Ведь он расходился с ними лишь потому, что они вели все к тому же насилию: «Опять кровь, глупости всякие»… А ведь говорил ему Акличеев: «Я понимаю, Игнатьев Тимоша, я тебя понимаю, понимаю, дружок… Через несколько лет ты все поймешь…» Пришлось-таки ему на собственном опыте убедиться, что неучастие – еще не гарантия спасения; что кровь – на всех путях. Из русской истории нет выхода: возмездие настигает и тех, кто был в заговоре, и тех, кто от него уклонился, и даже тех, кто его подавлял. Победителей нет. Стало быть, делом личного выбора остается одно: какая гибель тебе любезнее.

Композиция романа, о которой главным образом и писали после его выхода (в частности, Алла Латынина в обстоятельной рецензии), наводит на мысль о всесилии рока: сюжетные линии обрываются в кульминационные моменты. Лишь из случайных обмолвок других повествователей мы узнаем о дальнейшей судьбе героев. «Все мы в руках у молвы и фортуны», как писал Окуджава в трагической «Песенке Изабеллы», сочиненной в последний год работы над романом. Между тем в этом хаосе легко определяется стержневая линия романа – история трех поколений семьи Опочининых-Игнатье-вых, тесно связанная с судьбой их соседки Варвары Волковой, таинственной синеглазой красавицы.

2

В дневнике Натана Эйдельмана есть запись о том, что еще в середине семидесятых, заканчивая «Путешествие дилетантов» и обдумывая новый роман, Окуджава ищет сюжет о мстителе, который намерен и врага погубить, и самому при этом погибнуть, потому что дальше жить после перенесенного позора он не может. Эйдельман упоминает то самое газетное «покаяние», о котором Окуджава с таким кажущимся легкомыслием рассказывал в интервью: да ладно, надоело… бессмысленно и смешно все это… О том, чего ему стоил этот компромисс и как он себя за него терзал, – мы узнаем, в сущности, только из эйдельмановского свидетельства; отсюда ясен и генезис истории о генерале Опочинине, надеющемся не просто уничтожить узурпатора, но и погибнуть вместе с ним.

Яков Гордин справедливо замечает, что роман Окуджавы – не просто хроника рода Опочининых (причем самоубийство и письмо Опочинина-старшего реальны, Окуджава цитирует подлинные фрагменты этого письма), но, в сущности, история трех самоубийств. Все три варианта поведения – три попытки смены государственного устройства в России, реформаторской или насильственной, – оказываются равно бесперспективны. И здесь появляется еще одно ключевое понятие для позднего Окуджавы – оккупация.
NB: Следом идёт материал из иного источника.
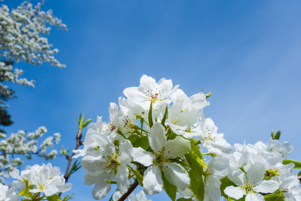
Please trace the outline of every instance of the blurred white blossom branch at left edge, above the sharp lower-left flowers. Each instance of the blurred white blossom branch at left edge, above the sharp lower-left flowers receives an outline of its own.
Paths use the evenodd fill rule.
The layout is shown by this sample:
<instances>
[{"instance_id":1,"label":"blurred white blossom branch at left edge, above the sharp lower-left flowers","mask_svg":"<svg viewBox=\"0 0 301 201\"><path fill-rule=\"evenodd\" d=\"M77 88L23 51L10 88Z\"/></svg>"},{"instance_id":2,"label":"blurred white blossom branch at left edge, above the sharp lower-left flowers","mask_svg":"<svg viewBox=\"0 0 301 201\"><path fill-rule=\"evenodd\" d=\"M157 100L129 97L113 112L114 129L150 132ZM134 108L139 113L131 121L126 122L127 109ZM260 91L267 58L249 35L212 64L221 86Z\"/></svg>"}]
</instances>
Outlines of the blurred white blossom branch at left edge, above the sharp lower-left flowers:
<instances>
[{"instance_id":1,"label":"blurred white blossom branch at left edge, above the sharp lower-left flowers","mask_svg":"<svg viewBox=\"0 0 301 201\"><path fill-rule=\"evenodd\" d=\"M52 150L48 154L47 148L53 146L53 140L56 143L60 140L60 134L55 133L54 137L46 138L38 149L38 138L42 137L47 132L44 126L39 127L34 133L29 133L25 136L24 131L19 131L16 134L10 134L6 139L0 141L0 182L4 183L3 178L9 177L9 171L20 167L24 161L20 158L14 158L16 155L23 155L27 159L31 159L32 155L43 157L45 160L54 159L58 154L57 150Z\"/></svg>"}]
</instances>

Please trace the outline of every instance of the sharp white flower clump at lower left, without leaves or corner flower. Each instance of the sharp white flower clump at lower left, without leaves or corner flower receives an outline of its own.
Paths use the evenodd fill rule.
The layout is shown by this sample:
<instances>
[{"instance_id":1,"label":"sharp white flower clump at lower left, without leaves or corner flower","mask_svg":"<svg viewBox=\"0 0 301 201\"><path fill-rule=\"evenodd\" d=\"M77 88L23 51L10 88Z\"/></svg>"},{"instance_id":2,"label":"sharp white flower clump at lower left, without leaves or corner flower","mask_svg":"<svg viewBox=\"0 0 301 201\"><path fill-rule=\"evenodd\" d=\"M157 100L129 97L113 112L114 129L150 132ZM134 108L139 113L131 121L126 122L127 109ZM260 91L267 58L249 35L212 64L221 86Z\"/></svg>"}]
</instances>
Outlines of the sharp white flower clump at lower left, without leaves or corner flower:
<instances>
[{"instance_id":1,"label":"sharp white flower clump at lower left, without leaves or corner flower","mask_svg":"<svg viewBox=\"0 0 301 201\"><path fill-rule=\"evenodd\" d=\"M17 179L12 182L12 186L18 190L29 188L29 192L44 193L45 196L52 196L56 193L69 191L72 187L71 183L65 183L63 175L61 175L60 167L52 167L47 165L34 165L30 169L21 171L14 169L9 175Z\"/></svg>"}]
</instances>

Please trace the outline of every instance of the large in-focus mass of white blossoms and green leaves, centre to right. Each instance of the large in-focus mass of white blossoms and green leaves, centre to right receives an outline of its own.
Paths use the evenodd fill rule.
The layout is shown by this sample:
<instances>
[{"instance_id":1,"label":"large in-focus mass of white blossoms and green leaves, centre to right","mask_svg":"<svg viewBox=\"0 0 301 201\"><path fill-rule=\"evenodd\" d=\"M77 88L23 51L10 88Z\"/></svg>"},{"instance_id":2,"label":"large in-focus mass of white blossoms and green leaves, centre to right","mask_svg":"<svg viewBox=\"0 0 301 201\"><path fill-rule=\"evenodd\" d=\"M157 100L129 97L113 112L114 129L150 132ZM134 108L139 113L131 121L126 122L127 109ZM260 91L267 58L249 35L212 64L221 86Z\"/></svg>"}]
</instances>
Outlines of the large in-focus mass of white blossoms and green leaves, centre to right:
<instances>
[{"instance_id":1,"label":"large in-focus mass of white blossoms and green leaves, centre to right","mask_svg":"<svg viewBox=\"0 0 301 201\"><path fill-rule=\"evenodd\" d=\"M104 198L112 184L119 189L115 197L125 194L134 180L147 195L164 189L173 201L300 200L294 162L283 158L292 146L278 139L231 146L204 116L211 93L188 97L171 80L143 75L139 87L123 94L119 104L110 104L110 121L97 117L84 148L73 150L74 158L83 157L85 184L94 185L94 199ZM211 159L206 163L203 155Z\"/></svg>"}]
</instances>

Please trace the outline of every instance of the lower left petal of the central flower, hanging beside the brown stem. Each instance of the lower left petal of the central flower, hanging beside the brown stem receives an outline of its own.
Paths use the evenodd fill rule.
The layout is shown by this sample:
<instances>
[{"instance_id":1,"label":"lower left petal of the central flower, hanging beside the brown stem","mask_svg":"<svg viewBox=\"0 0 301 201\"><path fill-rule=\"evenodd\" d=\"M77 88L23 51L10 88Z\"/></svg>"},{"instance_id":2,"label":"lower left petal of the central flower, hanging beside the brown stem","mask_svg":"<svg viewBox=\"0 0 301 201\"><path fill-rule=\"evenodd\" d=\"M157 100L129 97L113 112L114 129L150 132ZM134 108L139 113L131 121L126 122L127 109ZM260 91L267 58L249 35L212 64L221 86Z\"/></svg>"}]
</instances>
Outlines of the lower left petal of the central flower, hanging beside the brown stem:
<instances>
[{"instance_id":1,"label":"lower left petal of the central flower, hanging beside the brown stem","mask_svg":"<svg viewBox=\"0 0 301 201\"><path fill-rule=\"evenodd\" d=\"M143 175L143 190L149 196L160 193L163 187L162 174L158 166L150 166Z\"/></svg>"}]
</instances>

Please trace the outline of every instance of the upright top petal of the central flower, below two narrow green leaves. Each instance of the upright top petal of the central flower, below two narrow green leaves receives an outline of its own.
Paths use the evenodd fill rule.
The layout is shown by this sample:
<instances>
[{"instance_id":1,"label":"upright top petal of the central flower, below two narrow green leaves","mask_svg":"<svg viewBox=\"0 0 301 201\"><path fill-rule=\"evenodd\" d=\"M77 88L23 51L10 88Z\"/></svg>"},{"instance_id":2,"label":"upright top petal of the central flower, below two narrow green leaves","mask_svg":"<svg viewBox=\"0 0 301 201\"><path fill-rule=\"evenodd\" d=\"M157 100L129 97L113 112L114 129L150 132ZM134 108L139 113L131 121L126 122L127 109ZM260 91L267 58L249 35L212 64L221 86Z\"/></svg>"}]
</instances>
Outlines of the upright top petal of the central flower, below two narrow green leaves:
<instances>
[{"instance_id":1,"label":"upright top petal of the central flower, below two narrow green leaves","mask_svg":"<svg viewBox=\"0 0 301 201\"><path fill-rule=\"evenodd\" d=\"M165 136L164 127L158 122L154 123L149 133L149 142L152 150L154 150L156 153L160 153L166 141L167 139Z\"/></svg>"}]
</instances>

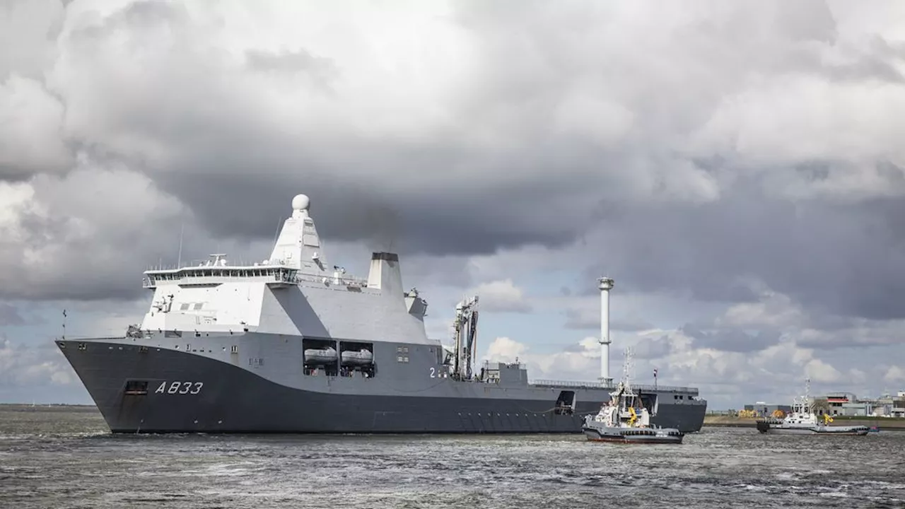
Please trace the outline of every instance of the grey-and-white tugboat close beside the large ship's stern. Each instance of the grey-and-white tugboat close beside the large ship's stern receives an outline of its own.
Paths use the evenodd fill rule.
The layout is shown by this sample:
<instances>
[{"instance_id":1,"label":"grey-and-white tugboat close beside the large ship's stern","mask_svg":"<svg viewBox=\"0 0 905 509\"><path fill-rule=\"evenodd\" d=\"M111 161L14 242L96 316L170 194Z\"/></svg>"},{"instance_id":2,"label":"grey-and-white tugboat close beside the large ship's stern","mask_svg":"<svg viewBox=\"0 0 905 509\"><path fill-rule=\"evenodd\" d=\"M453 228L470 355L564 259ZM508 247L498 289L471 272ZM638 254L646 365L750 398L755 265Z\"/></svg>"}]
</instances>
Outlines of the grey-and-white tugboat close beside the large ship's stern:
<instances>
[{"instance_id":1,"label":"grey-and-white tugboat close beside the large ship's stern","mask_svg":"<svg viewBox=\"0 0 905 509\"><path fill-rule=\"evenodd\" d=\"M625 371L623 381L604 403L596 415L585 417L581 430L592 442L619 442L624 444L681 444L685 436L674 427L653 427L651 414L641 404L638 395L629 383L629 358L631 351L625 349Z\"/></svg>"}]
</instances>

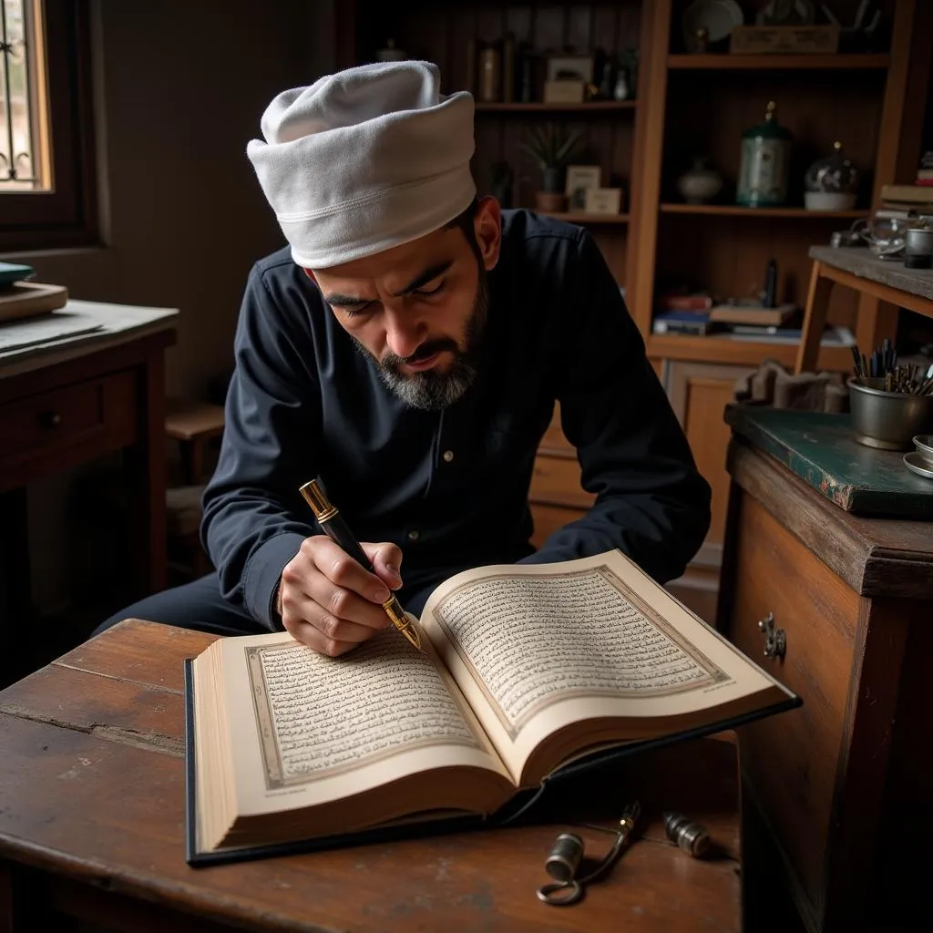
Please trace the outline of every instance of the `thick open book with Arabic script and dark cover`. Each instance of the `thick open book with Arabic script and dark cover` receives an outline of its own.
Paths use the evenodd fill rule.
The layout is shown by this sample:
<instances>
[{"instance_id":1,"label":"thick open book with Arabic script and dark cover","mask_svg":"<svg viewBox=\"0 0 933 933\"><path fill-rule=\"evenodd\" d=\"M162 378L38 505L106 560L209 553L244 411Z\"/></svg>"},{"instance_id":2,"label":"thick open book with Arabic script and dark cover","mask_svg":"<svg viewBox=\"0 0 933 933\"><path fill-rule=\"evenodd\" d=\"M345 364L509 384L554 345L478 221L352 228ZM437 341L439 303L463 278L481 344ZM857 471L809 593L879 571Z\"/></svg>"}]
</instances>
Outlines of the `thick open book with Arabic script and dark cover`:
<instances>
[{"instance_id":1,"label":"thick open book with Arabic script and dark cover","mask_svg":"<svg viewBox=\"0 0 933 933\"><path fill-rule=\"evenodd\" d=\"M596 750L800 702L615 550L465 571L420 623L423 651L389 627L340 658L264 634L188 662L190 862L494 815Z\"/></svg>"}]
</instances>

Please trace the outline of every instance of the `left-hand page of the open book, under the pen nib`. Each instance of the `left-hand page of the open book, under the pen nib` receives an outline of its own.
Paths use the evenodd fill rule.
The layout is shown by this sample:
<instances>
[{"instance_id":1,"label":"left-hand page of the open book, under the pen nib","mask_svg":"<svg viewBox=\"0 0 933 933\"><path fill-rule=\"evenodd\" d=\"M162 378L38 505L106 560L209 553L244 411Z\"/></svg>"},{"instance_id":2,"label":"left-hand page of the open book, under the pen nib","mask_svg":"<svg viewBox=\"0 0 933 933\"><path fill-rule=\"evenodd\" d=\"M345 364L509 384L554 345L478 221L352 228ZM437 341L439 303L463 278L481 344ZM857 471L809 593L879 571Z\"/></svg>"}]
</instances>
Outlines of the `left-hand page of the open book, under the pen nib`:
<instances>
[{"instance_id":1,"label":"left-hand page of the open book, under the pen nib","mask_svg":"<svg viewBox=\"0 0 933 933\"><path fill-rule=\"evenodd\" d=\"M350 796L429 767L506 773L433 649L417 651L395 629L341 658L289 634L226 639L221 650L241 815Z\"/></svg>"}]
</instances>

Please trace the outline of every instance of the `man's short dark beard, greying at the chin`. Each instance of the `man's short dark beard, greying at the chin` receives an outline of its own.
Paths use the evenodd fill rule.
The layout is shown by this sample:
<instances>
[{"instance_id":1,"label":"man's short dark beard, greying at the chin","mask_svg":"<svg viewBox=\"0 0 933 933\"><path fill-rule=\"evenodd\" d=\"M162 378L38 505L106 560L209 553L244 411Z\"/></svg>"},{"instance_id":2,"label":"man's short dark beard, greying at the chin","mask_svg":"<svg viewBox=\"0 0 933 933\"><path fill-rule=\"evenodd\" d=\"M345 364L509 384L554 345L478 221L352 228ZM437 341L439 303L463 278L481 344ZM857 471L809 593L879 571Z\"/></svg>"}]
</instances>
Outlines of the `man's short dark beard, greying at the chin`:
<instances>
[{"instance_id":1,"label":"man's short dark beard, greying at the chin","mask_svg":"<svg viewBox=\"0 0 933 933\"><path fill-rule=\"evenodd\" d=\"M477 376L482 333L489 314L489 286L486 271L480 266L479 284L473 311L466 322L463 346L450 338L425 341L410 356L398 356L391 351L376 359L362 343L354 338L356 348L375 363L389 389L411 408L439 411L447 408L464 395ZM441 371L437 367L425 372L406 375L400 369L405 363L417 363L442 351L453 354L453 363Z\"/></svg>"}]
</instances>

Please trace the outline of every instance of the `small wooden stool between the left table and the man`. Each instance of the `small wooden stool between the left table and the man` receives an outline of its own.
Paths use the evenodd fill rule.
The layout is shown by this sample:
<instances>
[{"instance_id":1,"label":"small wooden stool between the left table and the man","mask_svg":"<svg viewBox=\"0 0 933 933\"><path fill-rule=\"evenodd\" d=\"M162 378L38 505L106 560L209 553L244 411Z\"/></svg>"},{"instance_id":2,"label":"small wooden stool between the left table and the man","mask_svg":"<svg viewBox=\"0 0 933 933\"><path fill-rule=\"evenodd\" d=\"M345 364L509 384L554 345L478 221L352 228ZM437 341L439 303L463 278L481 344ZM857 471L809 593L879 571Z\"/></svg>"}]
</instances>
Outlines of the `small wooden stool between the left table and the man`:
<instances>
[{"instance_id":1,"label":"small wooden stool between the left table and the man","mask_svg":"<svg viewBox=\"0 0 933 933\"><path fill-rule=\"evenodd\" d=\"M165 494L169 564L190 578L202 577L211 569L199 536L201 497L207 480L204 459L207 445L223 431L224 410L219 405L184 398L167 400L165 434L178 444L182 482Z\"/></svg>"}]
</instances>

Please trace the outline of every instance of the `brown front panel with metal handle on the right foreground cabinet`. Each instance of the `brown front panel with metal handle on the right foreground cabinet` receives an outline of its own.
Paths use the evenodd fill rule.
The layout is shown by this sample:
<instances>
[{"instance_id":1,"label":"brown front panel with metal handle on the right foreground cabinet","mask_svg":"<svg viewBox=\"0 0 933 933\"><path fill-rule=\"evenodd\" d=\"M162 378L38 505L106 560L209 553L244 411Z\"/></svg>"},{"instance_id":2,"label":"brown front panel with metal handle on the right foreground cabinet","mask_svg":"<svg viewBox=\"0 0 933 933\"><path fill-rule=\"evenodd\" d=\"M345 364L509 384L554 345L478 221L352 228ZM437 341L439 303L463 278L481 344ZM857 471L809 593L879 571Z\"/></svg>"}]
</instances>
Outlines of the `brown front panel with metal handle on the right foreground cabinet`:
<instances>
[{"instance_id":1,"label":"brown front panel with metal handle on the right foreground cabinet","mask_svg":"<svg viewBox=\"0 0 933 933\"><path fill-rule=\"evenodd\" d=\"M788 586L787 581L794 585ZM819 623L814 624L814 616ZM785 634L784 659L763 655L759 620ZM855 648L858 596L792 536L757 499L742 505L731 640L749 658L808 698L792 716L743 731L745 771L779 826L802 893L820 903L836 759ZM766 622L767 624L767 622ZM780 764L773 763L780 749Z\"/></svg>"}]
</instances>

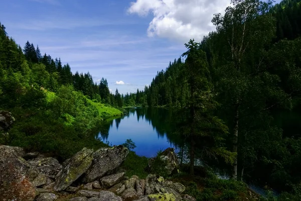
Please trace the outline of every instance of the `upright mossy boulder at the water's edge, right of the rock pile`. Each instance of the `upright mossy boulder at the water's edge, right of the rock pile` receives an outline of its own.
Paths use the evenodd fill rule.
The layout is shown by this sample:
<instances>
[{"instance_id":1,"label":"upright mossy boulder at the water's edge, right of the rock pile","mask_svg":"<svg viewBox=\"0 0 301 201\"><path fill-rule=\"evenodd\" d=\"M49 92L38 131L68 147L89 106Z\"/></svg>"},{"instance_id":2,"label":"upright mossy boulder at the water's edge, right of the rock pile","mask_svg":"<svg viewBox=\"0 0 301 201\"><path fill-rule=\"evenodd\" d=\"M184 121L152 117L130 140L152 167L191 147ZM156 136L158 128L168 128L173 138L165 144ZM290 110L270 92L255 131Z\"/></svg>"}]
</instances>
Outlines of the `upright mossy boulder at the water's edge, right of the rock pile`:
<instances>
[{"instance_id":1,"label":"upright mossy boulder at the water's edge, right of the rock pile","mask_svg":"<svg viewBox=\"0 0 301 201\"><path fill-rule=\"evenodd\" d=\"M160 157L160 160L162 160L163 162L166 163L165 169L166 169L166 173L168 175L178 172L179 160L178 160L177 155L175 154L174 148L167 148L165 151L163 151L160 154L160 156L157 156L157 157ZM153 172L154 171L153 169L156 168L156 167L154 167L154 162L157 159L157 157L151 158L148 161L148 165L147 165L146 169L149 172Z\"/></svg>"}]
</instances>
Ведь речь в «Свидании с Бонапартом», собственно, не о войне с французами. Речь идет о том, как выжить в оккупации, о том, как сосуществовать (или не сосуществовать) с захватчиками – людьми принципиально чужими по языку и духу. Именно во время работы над «Свиданием с Бонапартом» написана страшная, по сути, строчка: «Но ходят оккупанты в мой зоомагазин». Государство – не наше. Все, что есть нашего – пытаются отобрать и присвоить. Выбирать надо одно из двух: либо гибнуть, унося с собой как можно больше врагов (об этом мечтает Опочинин), либо приспосабливаться, как Свечин. Существует версия, согласно которой Свечин – намек на Чаадаева (свеча, чад…). Но скепсис Чаадаева, думается, иного корня: он стоит не на государственнических позициях, а на религиозных. Свечин же – именно государственник, пришедший в конце концов к мысли о спасительности государственного гранита для дикой нации, лишенной стержня. Эта мысль, может быть, и убедительна, но для Окуджавы так же невыносима, как запах каземата. И оттого он предпочитает выход Опочининых и Игнатьева – искренне преданных отечеству, но несовместимых с его хозяевами-оккупантами.